The garden club, which started in the early 1920’s, built a brand new green house on the property this past winter. Prince Rupert Port Authority very generously assisted with the partial costs of this project, Fawcett said, which was to assist with the teaching focus of the group.
Fawcett said, over the past couple of years the club has offered instructional seminars, not just on flowers and garden plants, but on food growth as well. The club is trying to grow the membership and attract more people by offering mentorship and educational classes, as well as the social-connection component.
The club also takes on various projects around the city with the next one planned for planting at Acropolis Manor.
While the Sunken Gardens are located on provincial land and the spring plants are funded through the government, the majority of planting labour is volunteered by club members. More than 120 man-hours have been freely given in just the past week for the gardens spring clean up. The club itself, which is non profit, relies on fundraising to cover its costs.
At some point, in the next year or two, the garden club will be celebrating its 100 anniversary. The exact date is unknown as records dating back that far are unclear.
“We know that groups of people got together in the late teens (of the past century) to start a group for the community gardens…We don’t have a specific date. We’re not officially sure…We will pick a year.”
Fawcett said, in commemoration of the clubs jubilee, she would love to see a gazebo built on the Sunken Garden grounds for the community to use and enjoy. She even has the perfect spot picked out.
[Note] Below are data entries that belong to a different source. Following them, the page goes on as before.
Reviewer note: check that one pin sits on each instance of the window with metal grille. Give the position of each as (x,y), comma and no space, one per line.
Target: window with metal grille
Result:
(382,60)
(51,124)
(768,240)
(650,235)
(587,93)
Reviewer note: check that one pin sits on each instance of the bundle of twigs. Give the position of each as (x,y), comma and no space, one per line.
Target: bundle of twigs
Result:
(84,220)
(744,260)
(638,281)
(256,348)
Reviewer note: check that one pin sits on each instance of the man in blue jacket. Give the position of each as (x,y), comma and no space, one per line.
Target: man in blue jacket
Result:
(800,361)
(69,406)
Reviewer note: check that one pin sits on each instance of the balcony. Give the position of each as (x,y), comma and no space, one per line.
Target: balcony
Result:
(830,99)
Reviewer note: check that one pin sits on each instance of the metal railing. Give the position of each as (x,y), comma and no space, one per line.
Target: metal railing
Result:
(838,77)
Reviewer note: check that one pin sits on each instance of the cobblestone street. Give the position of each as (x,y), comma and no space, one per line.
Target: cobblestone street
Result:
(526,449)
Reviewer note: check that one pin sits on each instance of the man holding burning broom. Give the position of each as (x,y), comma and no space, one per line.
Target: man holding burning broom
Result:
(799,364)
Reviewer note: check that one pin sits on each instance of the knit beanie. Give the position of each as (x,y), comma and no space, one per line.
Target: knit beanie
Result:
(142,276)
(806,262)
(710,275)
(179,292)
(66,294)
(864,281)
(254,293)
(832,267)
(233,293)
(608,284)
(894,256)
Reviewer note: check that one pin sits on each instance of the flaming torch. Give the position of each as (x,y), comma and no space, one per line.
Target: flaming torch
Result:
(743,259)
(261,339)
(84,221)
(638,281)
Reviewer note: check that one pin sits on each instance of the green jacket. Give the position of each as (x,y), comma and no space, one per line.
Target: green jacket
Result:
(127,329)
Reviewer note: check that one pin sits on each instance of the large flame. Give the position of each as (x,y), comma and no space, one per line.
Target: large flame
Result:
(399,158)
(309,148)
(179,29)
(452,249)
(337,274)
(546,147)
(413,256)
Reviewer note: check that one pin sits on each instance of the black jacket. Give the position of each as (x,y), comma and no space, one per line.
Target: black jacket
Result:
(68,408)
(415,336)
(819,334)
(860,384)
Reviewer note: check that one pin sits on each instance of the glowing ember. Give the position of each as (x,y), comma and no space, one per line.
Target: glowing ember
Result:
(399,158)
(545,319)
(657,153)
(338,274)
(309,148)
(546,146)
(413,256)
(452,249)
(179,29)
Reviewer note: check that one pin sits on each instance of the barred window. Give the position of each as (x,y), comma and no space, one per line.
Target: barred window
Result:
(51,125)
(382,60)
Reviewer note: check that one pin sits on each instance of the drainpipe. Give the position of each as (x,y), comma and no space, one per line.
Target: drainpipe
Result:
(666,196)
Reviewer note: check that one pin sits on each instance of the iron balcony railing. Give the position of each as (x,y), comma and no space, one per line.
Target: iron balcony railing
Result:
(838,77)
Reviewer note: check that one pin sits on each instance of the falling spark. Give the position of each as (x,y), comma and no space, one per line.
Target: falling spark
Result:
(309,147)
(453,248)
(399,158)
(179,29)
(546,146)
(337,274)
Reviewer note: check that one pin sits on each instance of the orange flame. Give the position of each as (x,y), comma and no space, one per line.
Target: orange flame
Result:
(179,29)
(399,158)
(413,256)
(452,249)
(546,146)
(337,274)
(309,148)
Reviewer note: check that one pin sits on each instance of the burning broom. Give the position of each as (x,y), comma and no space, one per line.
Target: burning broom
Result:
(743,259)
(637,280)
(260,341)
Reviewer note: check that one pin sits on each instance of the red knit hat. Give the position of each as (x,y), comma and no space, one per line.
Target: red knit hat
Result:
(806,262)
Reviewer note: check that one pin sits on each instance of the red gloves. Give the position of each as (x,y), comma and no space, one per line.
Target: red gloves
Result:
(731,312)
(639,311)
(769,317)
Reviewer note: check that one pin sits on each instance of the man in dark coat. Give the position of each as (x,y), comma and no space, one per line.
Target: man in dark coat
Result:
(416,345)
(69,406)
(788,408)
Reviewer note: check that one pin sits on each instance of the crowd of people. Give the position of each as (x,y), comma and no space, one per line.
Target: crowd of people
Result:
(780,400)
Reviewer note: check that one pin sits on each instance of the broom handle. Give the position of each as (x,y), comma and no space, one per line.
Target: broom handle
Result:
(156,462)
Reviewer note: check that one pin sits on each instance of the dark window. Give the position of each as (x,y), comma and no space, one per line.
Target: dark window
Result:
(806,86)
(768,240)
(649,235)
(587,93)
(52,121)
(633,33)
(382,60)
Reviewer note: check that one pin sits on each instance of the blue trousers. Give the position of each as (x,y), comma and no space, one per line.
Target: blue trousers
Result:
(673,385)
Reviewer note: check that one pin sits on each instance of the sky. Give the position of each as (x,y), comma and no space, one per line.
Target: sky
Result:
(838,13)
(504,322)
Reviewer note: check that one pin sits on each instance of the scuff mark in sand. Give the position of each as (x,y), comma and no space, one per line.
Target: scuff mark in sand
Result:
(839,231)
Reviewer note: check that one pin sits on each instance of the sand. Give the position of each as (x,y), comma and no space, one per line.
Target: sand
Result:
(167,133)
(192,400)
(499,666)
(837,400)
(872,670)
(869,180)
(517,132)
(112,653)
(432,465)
While she is extremely proud of her team of volunteers and gives them special praise for their outstanding efforts, fundraising for this project will take a lot of effort for the committee and money they just don’t have, she said.
The Prince Rupert Garden Club has been providing the project management for the Sunken Gardens for the past 20 years. when they first started it was because the grounds had become a concern for many residents, as it had been used for different purposes and lacked care.
The rock terrace, which make the garden beds, are historically the walls of the court house foundation, built pre-1914. Construction on the grounds was halted before WWI. After the war, the court house was completed in 1922, but was moved forward 35 feet to its current location. The re-location left behind a large crater and already built foundations. Relief workers during the 1920s and ’30s started to build the gardens. During WWII, the original foundation walls and tunnels were used for munitions storage and equipment transportation to the docks at the water front, Fawcett said.
There was extensive ground work required to prepare the land for garden usage when the Garden Club took over. The shovels were put to digging in 2003. It took two years to clean up before the club could eventually plant some trees and annuals.
“Mother Nature was taking over so there was all kinds of (debris) in here. So we started from the very basic. We rebuilt the pathway, we brought in machines, so we did a lot,” said Fawcett, including the completion of the not so pretty stuff, like property drainage.
“We all had the plan that we would do five years, and then …take a look, see how we’re feeling and then continue on. Well, we obviously are still here,” Fawcett said.
“Because of COVID-19 we have a lot of brand new gardeners. We want to help keep the excitement fresh and assist the new gardeners to grow with their skills,” Fawcett said.